Reportage vidéo format long Youtube
Un an plus tard, Christelle Duhoux décide de refaire des photos pour constater l’évolution. « Le changement est incroyable. Je suis beaucoup plus en paix avec moi-même. » Cette fois, elle se déshabille avec assurance devant Zoé Millerot et observe ses cicatrices avec un regard plein d’émotions. « J’ai toujours les larmes aux yeux en regardant mon corps », confie-t-elle, la voix tremblante. Parfois, les cicatrices peuvent être rouges, dures, ou boursouflées, mais « appliquer de l’or dessus les rend tellement plus belles ! « s’exclame-t-elle.
» Je m’en souviendrai toute ma vie «
Depuis un an, Zoé Millerot collabore avec l’association Les Ateliers des Petites Herbes, spécialisée dans le bien-être.
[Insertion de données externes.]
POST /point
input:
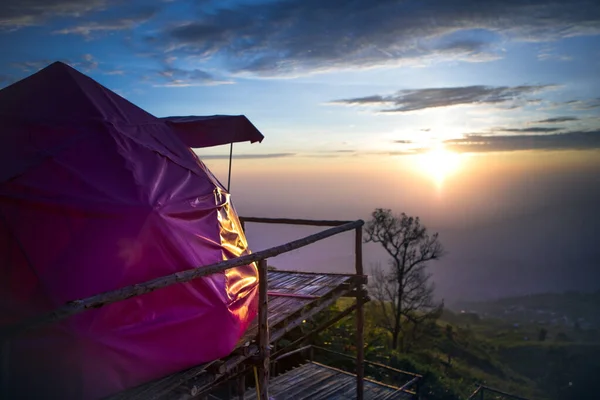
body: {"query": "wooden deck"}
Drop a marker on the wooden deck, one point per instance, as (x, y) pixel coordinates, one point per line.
(314, 381)
(293, 296)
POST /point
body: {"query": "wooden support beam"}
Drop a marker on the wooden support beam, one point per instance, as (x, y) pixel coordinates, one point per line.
(4, 369)
(370, 362)
(293, 221)
(289, 353)
(307, 314)
(241, 381)
(263, 331)
(78, 306)
(360, 319)
(320, 328)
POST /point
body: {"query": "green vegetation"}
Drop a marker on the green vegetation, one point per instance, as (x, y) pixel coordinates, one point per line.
(539, 347)
(456, 352)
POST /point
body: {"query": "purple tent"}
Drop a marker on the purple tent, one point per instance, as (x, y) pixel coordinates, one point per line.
(97, 194)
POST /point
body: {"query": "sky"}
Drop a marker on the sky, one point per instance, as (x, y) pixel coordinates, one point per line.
(481, 117)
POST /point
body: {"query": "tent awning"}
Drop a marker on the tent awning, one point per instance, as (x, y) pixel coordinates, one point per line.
(214, 130)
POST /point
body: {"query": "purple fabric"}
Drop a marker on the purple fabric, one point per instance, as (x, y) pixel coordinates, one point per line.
(214, 130)
(97, 194)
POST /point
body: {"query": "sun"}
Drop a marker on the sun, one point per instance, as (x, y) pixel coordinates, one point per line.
(438, 164)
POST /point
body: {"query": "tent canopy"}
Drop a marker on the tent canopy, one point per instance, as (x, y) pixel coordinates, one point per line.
(214, 130)
(97, 194)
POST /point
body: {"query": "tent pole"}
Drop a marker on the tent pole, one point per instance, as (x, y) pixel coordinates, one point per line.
(230, 157)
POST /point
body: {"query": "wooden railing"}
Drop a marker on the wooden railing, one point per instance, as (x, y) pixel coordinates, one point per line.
(479, 394)
(358, 265)
(102, 299)
(412, 382)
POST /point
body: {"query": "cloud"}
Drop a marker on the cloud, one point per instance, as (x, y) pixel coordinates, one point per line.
(245, 156)
(87, 29)
(296, 36)
(576, 140)
(557, 120)
(533, 129)
(175, 77)
(35, 65)
(21, 13)
(588, 104)
(421, 99)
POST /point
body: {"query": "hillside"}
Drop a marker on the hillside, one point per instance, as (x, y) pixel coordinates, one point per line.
(459, 351)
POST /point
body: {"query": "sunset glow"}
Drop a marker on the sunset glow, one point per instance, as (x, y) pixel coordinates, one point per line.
(438, 164)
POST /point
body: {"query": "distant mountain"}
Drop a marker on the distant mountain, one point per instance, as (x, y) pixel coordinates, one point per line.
(573, 309)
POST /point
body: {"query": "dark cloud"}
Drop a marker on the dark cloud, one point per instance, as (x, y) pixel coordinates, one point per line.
(36, 65)
(89, 28)
(557, 120)
(576, 140)
(533, 129)
(421, 99)
(174, 77)
(245, 156)
(20, 13)
(588, 104)
(294, 36)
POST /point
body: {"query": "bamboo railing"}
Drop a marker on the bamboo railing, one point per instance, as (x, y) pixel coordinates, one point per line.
(78, 306)
(479, 393)
(360, 300)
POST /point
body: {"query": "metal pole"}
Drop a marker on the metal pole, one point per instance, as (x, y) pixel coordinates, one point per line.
(263, 331)
(230, 158)
(360, 319)
(4, 372)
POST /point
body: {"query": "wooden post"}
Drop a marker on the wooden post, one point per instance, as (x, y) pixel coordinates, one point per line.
(263, 331)
(4, 369)
(360, 320)
(242, 386)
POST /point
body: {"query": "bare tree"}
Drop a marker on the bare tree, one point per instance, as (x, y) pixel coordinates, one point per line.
(404, 290)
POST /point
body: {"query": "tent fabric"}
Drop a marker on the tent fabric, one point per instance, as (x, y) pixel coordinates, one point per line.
(97, 194)
(214, 130)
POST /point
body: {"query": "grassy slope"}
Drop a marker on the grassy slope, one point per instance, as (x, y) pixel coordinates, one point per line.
(487, 351)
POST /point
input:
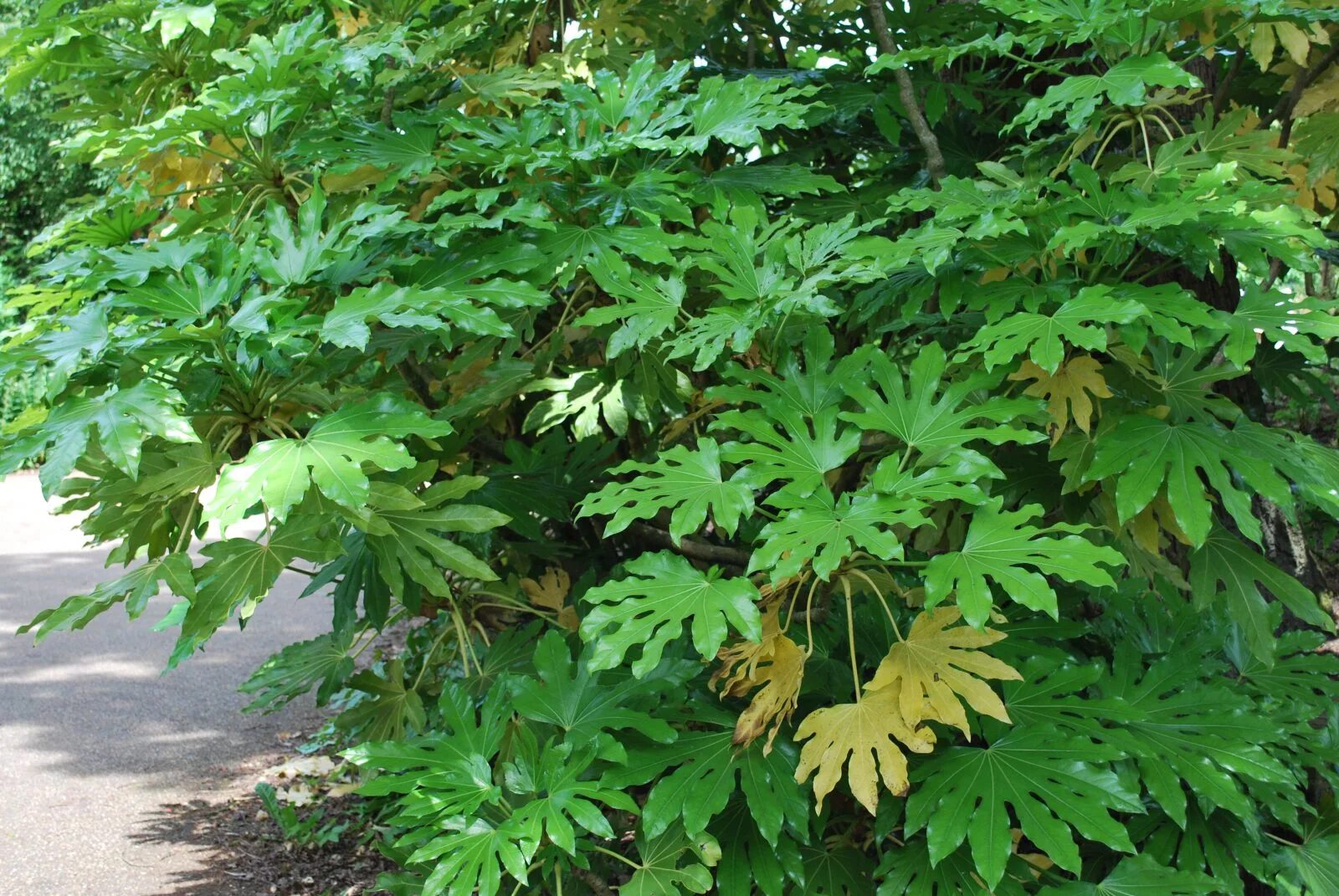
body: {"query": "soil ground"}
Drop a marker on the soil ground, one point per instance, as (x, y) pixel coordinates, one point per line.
(120, 781)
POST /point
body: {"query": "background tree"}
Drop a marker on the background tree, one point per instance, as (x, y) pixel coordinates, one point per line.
(823, 449)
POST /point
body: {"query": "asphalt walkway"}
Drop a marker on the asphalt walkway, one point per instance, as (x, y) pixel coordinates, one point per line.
(94, 741)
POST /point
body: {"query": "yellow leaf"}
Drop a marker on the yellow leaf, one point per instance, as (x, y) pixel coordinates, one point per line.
(937, 668)
(1262, 46)
(347, 23)
(1294, 40)
(870, 733)
(551, 592)
(1066, 392)
(777, 666)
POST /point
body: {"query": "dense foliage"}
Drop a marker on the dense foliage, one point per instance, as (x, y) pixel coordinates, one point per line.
(823, 449)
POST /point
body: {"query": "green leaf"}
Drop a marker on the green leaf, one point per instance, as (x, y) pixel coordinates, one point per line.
(803, 405)
(472, 858)
(278, 473)
(1145, 454)
(1125, 84)
(560, 798)
(321, 662)
(172, 20)
(1298, 323)
(1189, 731)
(706, 768)
(1051, 784)
(134, 588)
(1141, 876)
(405, 533)
(587, 704)
(239, 573)
(646, 307)
(836, 871)
(1227, 568)
(1044, 336)
(651, 606)
(388, 709)
(124, 419)
(907, 871)
(1003, 548)
(689, 481)
(821, 530)
(1316, 860)
(928, 414)
(426, 310)
(747, 860)
(673, 864)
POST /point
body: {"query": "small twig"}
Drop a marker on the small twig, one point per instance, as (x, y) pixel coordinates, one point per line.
(884, 38)
(723, 555)
(1220, 93)
(593, 882)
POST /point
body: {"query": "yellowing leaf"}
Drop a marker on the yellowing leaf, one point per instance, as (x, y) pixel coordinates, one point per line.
(868, 731)
(348, 23)
(1153, 519)
(937, 666)
(1294, 40)
(1322, 94)
(551, 592)
(1066, 392)
(777, 666)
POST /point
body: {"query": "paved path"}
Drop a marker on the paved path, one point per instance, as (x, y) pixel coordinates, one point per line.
(93, 741)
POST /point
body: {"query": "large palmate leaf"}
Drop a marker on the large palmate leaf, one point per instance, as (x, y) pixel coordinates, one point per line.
(690, 483)
(1191, 731)
(803, 403)
(408, 535)
(472, 858)
(321, 662)
(1141, 876)
(239, 573)
(1051, 784)
(388, 708)
(870, 733)
(927, 412)
(673, 864)
(1145, 454)
(696, 776)
(749, 863)
(560, 800)
(1295, 323)
(134, 590)
(433, 309)
(1227, 568)
(936, 668)
(907, 871)
(122, 418)
(651, 606)
(1002, 546)
(821, 532)
(278, 473)
(1078, 323)
(442, 773)
(1126, 84)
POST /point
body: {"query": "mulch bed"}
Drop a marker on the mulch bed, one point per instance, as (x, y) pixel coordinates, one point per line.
(245, 855)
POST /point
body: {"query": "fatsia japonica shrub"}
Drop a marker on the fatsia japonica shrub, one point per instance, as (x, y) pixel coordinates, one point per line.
(816, 448)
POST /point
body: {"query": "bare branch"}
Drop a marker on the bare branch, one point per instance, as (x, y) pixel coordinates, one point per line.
(884, 38)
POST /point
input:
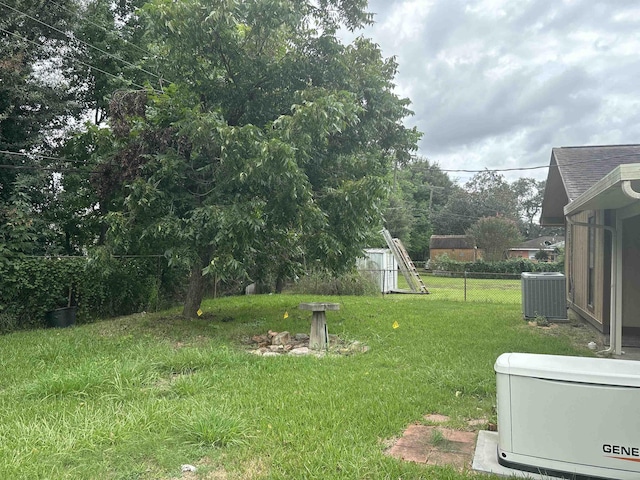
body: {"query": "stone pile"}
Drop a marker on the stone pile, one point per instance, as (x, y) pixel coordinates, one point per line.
(273, 344)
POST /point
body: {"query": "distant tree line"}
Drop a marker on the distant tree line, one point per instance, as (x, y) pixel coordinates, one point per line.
(499, 214)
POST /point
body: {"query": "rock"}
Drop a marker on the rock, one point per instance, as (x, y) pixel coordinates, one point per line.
(281, 338)
(300, 351)
(260, 339)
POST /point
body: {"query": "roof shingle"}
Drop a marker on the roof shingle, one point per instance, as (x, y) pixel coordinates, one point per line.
(582, 167)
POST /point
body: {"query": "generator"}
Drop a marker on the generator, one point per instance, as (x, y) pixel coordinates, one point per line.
(569, 417)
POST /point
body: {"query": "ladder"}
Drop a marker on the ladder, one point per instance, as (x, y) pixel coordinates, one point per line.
(407, 267)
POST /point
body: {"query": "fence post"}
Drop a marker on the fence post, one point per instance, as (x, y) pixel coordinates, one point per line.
(465, 285)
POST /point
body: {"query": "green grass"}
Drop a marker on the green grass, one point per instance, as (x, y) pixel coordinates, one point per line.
(136, 397)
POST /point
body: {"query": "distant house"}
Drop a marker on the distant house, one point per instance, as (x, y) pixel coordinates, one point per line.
(595, 193)
(530, 248)
(461, 248)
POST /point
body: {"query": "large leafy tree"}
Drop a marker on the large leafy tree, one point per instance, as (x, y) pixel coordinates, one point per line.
(495, 235)
(422, 190)
(271, 147)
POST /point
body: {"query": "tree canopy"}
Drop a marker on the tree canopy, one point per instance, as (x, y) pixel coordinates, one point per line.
(270, 148)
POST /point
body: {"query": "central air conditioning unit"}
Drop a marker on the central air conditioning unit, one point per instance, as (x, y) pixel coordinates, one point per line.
(543, 294)
(569, 417)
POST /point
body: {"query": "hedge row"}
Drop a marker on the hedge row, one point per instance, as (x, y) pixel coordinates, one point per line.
(514, 266)
(99, 287)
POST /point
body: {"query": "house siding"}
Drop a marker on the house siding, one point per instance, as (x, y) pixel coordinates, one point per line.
(631, 273)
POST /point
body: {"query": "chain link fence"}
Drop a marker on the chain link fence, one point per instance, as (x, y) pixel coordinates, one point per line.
(474, 287)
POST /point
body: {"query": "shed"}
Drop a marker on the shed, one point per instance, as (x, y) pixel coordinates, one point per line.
(382, 266)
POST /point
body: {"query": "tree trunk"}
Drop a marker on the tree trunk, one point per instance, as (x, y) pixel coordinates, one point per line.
(194, 293)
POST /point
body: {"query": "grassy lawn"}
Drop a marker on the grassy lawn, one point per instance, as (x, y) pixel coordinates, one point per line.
(137, 397)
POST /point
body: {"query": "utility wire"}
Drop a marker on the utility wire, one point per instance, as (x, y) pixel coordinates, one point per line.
(46, 169)
(103, 28)
(37, 155)
(79, 61)
(72, 37)
(575, 162)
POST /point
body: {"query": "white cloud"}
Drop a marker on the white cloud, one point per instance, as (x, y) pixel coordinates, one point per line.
(498, 83)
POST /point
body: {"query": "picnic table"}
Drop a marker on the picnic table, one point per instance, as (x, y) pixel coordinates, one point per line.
(319, 336)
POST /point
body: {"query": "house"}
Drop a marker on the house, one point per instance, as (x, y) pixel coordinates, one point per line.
(595, 193)
(461, 248)
(529, 249)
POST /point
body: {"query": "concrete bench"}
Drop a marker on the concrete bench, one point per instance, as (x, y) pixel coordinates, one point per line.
(319, 336)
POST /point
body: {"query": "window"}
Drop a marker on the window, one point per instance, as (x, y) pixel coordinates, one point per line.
(591, 262)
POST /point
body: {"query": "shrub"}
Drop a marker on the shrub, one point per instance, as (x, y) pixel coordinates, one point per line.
(100, 286)
(512, 266)
(351, 283)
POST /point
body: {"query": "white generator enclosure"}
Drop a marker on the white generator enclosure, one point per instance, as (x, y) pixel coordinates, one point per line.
(569, 417)
(382, 266)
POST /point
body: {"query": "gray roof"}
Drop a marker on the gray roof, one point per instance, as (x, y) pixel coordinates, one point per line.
(451, 241)
(540, 242)
(573, 170)
(582, 167)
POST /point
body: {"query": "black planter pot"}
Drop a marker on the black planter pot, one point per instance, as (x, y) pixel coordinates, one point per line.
(61, 317)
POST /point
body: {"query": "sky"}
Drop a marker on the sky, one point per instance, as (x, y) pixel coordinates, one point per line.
(498, 83)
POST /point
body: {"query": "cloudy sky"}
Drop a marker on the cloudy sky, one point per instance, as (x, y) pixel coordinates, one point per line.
(498, 83)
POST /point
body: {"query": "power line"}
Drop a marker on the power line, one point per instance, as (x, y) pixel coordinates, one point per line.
(72, 37)
(103, 28)
(46, 169)
(75, 59)
(538, 167)
(37, 155)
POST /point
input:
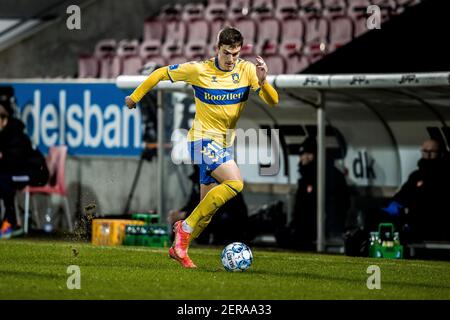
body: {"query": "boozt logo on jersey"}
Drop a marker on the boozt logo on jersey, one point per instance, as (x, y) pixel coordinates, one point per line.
(235, 77)
(221, 96)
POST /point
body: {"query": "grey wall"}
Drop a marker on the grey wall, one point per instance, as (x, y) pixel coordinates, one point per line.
(106, 182)
(54, 51)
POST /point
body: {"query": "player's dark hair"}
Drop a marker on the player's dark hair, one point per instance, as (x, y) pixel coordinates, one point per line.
(230, 36)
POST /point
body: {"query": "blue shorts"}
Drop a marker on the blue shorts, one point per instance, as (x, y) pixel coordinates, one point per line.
(208, 155)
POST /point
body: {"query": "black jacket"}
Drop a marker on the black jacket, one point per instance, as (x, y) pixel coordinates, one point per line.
(425, 197)
(337, 203)
(18, 155)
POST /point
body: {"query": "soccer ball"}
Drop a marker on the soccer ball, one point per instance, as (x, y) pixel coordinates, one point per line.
(237, 257)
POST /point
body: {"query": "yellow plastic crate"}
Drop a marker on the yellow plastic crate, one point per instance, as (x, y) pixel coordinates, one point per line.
(110, 232)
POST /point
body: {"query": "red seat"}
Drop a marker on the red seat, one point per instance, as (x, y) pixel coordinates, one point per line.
(198, 31)
(275, 63)
(172, 48)
(310, 8)
(316, 31)
(56, 162)
(357, 11)
(268, 36)
(87, 66)
(105, 47)
(195, 50)
(387, 7)
(296, 63)
(332, 8)
(341, 32)
(292, 36)
(131, 65)
(262, 9)
(402, 5)
(105, 51)
(286, 9)
(216, 11)
(127, 47)
(239, 9)
(176, 60)
(193, 11)
(175, 31)
(150, 48)
(248, 28)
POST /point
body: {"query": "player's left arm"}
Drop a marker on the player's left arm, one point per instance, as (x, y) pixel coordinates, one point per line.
(266, 92)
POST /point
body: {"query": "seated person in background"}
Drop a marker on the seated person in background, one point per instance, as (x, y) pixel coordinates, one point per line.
(303, 228)
(20, 164)
(421, 209)
(229, 224)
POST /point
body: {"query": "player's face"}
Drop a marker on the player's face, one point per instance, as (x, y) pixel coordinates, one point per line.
(227, 56)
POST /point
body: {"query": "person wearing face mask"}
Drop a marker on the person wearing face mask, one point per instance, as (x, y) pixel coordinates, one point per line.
(337, 200)
(421, 209)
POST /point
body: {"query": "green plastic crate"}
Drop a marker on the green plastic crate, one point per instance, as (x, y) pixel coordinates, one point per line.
(385, 243)
(148, 218)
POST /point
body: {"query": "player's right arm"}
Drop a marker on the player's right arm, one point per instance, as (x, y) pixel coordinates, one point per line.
(152, 80)
(186, 72)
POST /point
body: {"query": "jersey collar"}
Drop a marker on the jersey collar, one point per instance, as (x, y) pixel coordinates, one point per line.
(216, 62)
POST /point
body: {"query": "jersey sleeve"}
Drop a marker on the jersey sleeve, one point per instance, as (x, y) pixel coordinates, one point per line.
(187, 72)
(253, 79)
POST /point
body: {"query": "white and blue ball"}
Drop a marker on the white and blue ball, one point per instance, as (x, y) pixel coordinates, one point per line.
(237, 256)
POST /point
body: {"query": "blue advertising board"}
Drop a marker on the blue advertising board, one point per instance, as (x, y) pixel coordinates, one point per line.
(90, 118)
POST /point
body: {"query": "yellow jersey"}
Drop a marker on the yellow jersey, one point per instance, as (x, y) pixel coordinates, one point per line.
(220, 96)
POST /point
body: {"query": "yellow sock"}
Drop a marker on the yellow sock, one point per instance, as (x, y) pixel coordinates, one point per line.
(214, 199)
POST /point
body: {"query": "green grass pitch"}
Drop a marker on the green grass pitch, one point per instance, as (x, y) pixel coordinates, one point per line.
(37, 269)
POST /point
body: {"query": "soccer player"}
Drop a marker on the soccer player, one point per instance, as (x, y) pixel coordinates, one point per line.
(221, 87)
Ensemble, elles ont mis en place des ateliers d’art-thérapie pour les femmes touchées par le cancer du sein. Christelle Duhoux qui a eu accès à ce shooting était également accompagné d’Amélie Duhoux. « Je suis revenue témoigner des bienfaits que j’ai tiré de cette séance« , précise cette dernière.
Même si elle ne porte pas de cicatrices visibles, Amélie Lainé garde en elle les stigmates invisibles de la maladie. » Zoé a su voir au-delà de ce que je lui montrais. Elle a sublimé mon image, mes couleurs, et a redonné de l’estime à une période si floue de ma vie. Ces photos m’ont apporté de la douceur. Il y a un avant et un après cette séance. Je m’en souviendrai toute ma vie. »
La séance photo comme acte de guérison
« Les retours positifs que je reçois de ces femmes me comblent de bonheur », confie Zoé Millerot. « Cela m’a permis de réaliser ce que j’ai toujours voulu faire de l’art thérapie. Ces moments de partage sont d’une richesse incroyable. J’en ressors chaque fois émue et grandie. » À l’occasion d’Octobre Rose, mois de sensibilisation au cancer du sein, Zoé Millerot multiplie les expositions de ses photographies pour encourager les femmes à envisager la photo comme une forme de thérapie, tout en soulignant l’importance du dépistage.
« Il est crucial de rappeler que ce cancer peut toucher tout le monde, même celles qui ne s’y attendent pas », souligne Amélie Lainé. « Je l’ai découvert grâce à ma meilleure amie qui m’a poussée à me faire dépister. Sinon, je ne l’aurais peut-être pas fait à temps », regrette-t-elle.